Indole-fused heterocycles are crucial structural motifs found in many natural products and pharmaceuticals.^1,2 These indole-based annulated heterocycles exhibit a broad spectrum of biological activities, including antimicrobial,³ anticancer,⁴ antihypertensive,⁵ antiviral,^2d and anti-inflammatory properties.⁶ Notably, azepinoindole alkaloids, such as paullones, are renowned natural products with significant antitumor activity.⁷ Furthermore, ibogaine and its derivatives are therapeutically utilized for the treatment of neurological and psychiatric disorders.⁸ In this context, thiazepine and its derivatives serve as crucial structural motifs in a wide range of medicinally significant compounds with diverse pharmacological activities. These heterocyclic frameworks contribute to the development of antitumor, antimicrobial, anti-inflammatory, and CNS-active agents, among others.⁹ This scaffold is also present in the structures of several commercially available drugs, including diltiazem, a marketed medicine used to treat hypertension, also a common calcium channel blocker,¹⁰ and thiazesim, an antidepressant drug.¹¹ Several dibenzothiazepines, such as metiapine and clotiapine, are potential antipsychotic drugs used to treat schizophrenia and schizoaffective disorders.¹² Additionally, temocapril is an angiotensin-converting enzyme (ACE) inhibitor primarily used for the treatment of hypertension and heart failure¹³ (Fig. 1). Various synthetic methodologies have been developed to construct indole-fused benzoazepines. For example, substituted paullones have been synthesized through a one-pot Suzuki–Miyaura cross-coupling of o-aminoarylboronic acid and C2-iodoindoleacetic acid, followed by intramolecular amide formation to yield the 7,12-dihydroindolo[3,2-d][1]benzazepine-6(5H)-one scaffold (Scheme 1a).¹⁴ Jia and coworkers reported the synthesis of benzazepinoindoles by Pd-catalyzed C(sp²)–H imidoylative cyclization of 3-(2-isocyanobenzyl)-1H-indoles (Scheme 1b).¹⁵

Fig. 1 Representative bioactive motifs containing azepinoindoles and thiazepine framework.

Scheme 1 Reported methods for the synthesis of azepinoindoles.

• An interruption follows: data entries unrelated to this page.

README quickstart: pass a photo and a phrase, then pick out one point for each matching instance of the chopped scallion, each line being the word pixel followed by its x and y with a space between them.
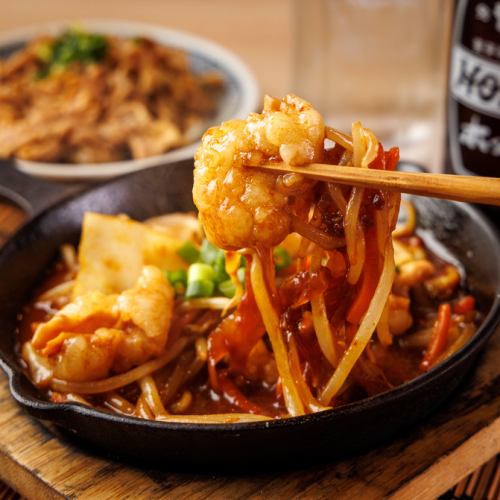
pixel 199 288
pixel 227 288
pixel 189 252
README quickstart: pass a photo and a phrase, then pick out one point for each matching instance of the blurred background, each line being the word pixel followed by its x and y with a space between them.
pixel 323 50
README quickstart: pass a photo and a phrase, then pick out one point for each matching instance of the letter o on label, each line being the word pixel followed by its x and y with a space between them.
pixel 487 87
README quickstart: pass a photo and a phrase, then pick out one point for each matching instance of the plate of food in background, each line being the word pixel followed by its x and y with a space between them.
pixel 104 98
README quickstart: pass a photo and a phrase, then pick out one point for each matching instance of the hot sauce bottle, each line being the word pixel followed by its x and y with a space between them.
pixel 474 89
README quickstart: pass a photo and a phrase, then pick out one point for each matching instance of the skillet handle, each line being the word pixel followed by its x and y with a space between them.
pixel 30 193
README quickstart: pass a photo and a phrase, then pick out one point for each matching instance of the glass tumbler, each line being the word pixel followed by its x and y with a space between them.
pixel 379 61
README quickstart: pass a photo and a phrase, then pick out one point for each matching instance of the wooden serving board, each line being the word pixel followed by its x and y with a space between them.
pixel 423 463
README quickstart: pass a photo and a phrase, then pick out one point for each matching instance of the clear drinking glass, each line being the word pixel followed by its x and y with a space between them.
pixel 379 61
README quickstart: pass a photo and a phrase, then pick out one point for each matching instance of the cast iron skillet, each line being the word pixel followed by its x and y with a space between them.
pixel 24 259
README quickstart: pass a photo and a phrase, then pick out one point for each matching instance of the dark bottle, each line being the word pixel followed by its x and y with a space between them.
pixel 474 89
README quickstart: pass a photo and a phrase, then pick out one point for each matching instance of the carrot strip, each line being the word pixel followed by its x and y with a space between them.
pixel 464 305
pixel 439 337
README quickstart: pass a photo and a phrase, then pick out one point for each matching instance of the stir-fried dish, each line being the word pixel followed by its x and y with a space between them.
pixel 293 296
pixel 89 98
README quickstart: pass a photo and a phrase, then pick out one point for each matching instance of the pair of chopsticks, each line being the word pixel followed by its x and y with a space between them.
pixel 485 190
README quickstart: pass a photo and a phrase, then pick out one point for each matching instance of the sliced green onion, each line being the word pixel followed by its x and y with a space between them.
pixel 241 273
pixel 227 288
pixel 200 288
pixel 282 258
pixel 188 252
pixel 179 276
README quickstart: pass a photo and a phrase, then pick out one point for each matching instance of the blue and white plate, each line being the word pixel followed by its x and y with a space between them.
pixel 241 95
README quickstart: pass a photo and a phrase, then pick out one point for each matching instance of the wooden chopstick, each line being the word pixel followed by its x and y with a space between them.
pixel 473 189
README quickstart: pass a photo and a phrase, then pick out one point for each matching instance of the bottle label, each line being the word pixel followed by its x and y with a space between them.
pixel 474 97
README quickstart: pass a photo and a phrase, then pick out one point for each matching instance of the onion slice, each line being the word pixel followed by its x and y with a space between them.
pixel 366 328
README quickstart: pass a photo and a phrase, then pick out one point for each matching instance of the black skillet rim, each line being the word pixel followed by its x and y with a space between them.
pixel 60 412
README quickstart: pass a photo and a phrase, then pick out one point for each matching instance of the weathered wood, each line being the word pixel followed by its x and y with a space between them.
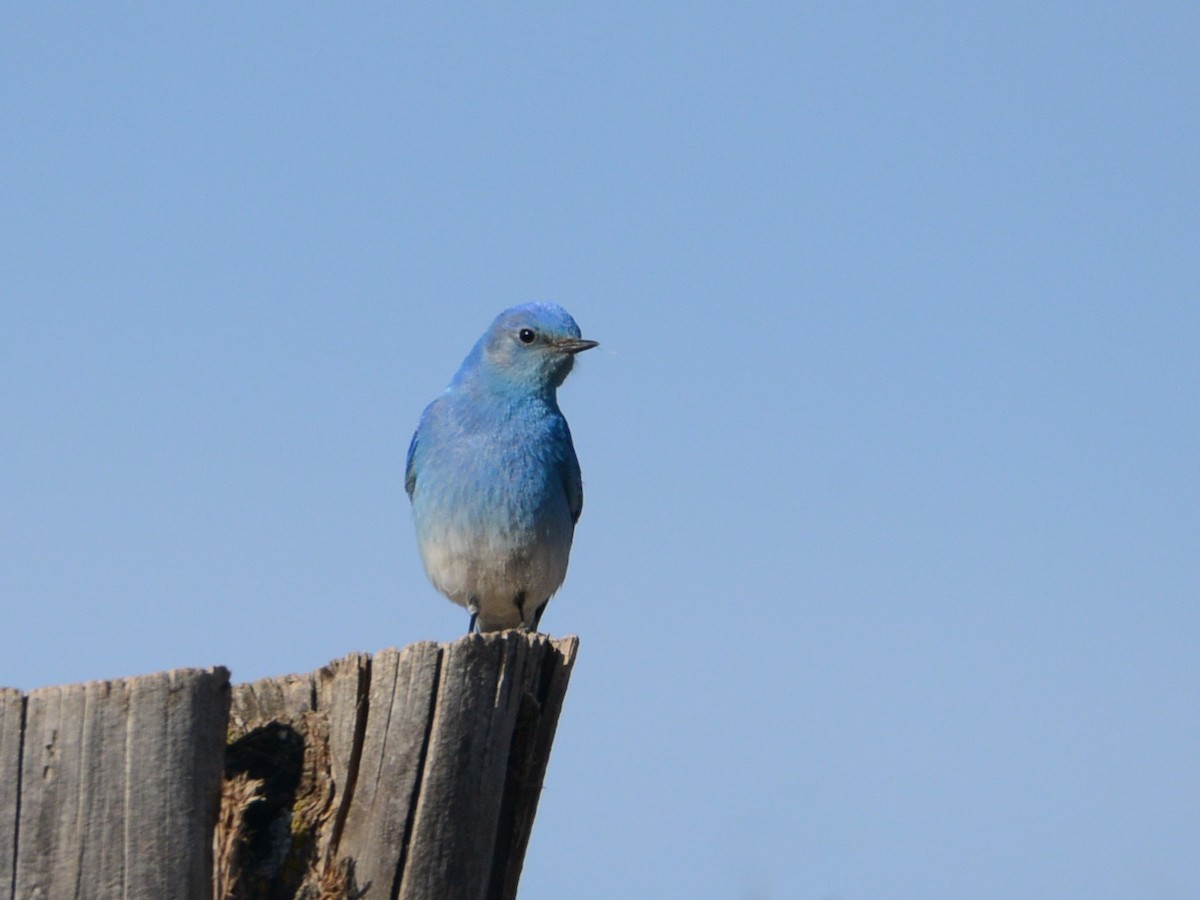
pixel 415 774
pixel 119 787
pixel 12 715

Recently, the synthesis of azepinoindole and oxepinoindole skeletons was reported using a mild acid-catalyzed cyclization of dearomatized phenols with tryptamines or tryptophols (Scheme 1c).¹⁶ More recently, a trifluoroacetic acid-mediated direct assembly of azepino[4,5-b]indoles was achieved via C–H functionalization and annulation of 2-alkyl tryptamines with aldehydes (Scheme 1d).¹⁷ Despite significant progress in the synthesis of azepinoindoles,¹⁸ a protocol for the synthesis of indole-fused benzothiazepines has yet to be developed. In our initial attempts to synthesize indole-fused benzothiazepines using 2-(1H-indol-3-ylsulfanyl)-phenylamines and aryl methyl ketones, the reaction unexpectedly yielded benzo-β-carbolines through a desulfurative cyclization pathway.¹⁹

With the continuation of our effort, here we report a successful approach to the synthesis of seven membered indole-fused benzothiazepinones through iodine mediated an intramolecular C2 amidation of amide-tethered C3 sulfenylindoles (Scheme 1).

Results and discussion

We started our investigation by choosing 2-((1-ethyl-1H-indol-3-yl)thio)-N-(p-tolyl)benzamide 2a as a model substrate to synthesize a indole-fused benzothiazepinone 5-ethyl-6-(p-tolyl)-5,6-dihydro-7H-benzo[6,7][1,4]thiazepino[3,2-b]indol-7-one 3a. As depicted in Table 1, the initial reaction was conducted using the substrate 2a (100 mg, 0.268 mmol) in the presence of I₂ (1.5 equiv.) and K₂CO₃ (3.0 equiv.) in DCE solvent at room temperature and the desired product 3a was isolated in 75% yield (Table 1, entry 1). Gratifyingly, when the reaction was conducted at 60 °C, the yield was improved to 78% (entry 2). Next, when we increased the reaction temperature to 80 °C, the product 3a was obtained in 80% yield (entry 3). Further increasing the temperature to 90 °C yielded the desired product 3a in 84% (entry 4). However, increasing the temperature to 100 °C resulted in a reduced yield of 76% (entry 5). Thus, the reaction temperature was set at 90 °C for further optimization of the reaction conditions. Next, we examined the effect of iodine loading on the reaction. Reducing the iodine amount significantly lowered the reaction yield (entries 6 and 7) and prolonged the reaction time. The reaction was further tested with various bases such as Cs₂CO₃, Na₂CO₃ and NaHCO₃ using 1.5 equivalents of I₂. However, these attempts resulted in the poor yields (entries 8–10). Moreover, the reaction did not proceed when bases such as NaOAc, DABCO, DBU, DIPEA, and Et₃N were used (entries 11–15). After evaluating various bases, we next investigated the effect of different solvents to present reaction. The product yield was significantly lower when the reaction was carried out in other solvents such as CH₃CN and 1,4-dioxane (entries 16 and 17). Moreover, no reaction occurred when THF, DMF, or DMSO were used as solvents (entries 18–20). Next, reagents like NIS and NBS were also evaluated for the present reaction but ineffective to produce the desired outcome (entries 21 and 22). Furthermore, the reaction did not proceed in the absence of either a base or iodine (entries 23 and 24). After systematic investigations, the optimized reaction conditions were identified as entry 4, where the reaction was performed with 1.5 equivalent of iodine, along with 3.0 equivalents of K₂CO₃ in 2 mL of DCE at 90 °C.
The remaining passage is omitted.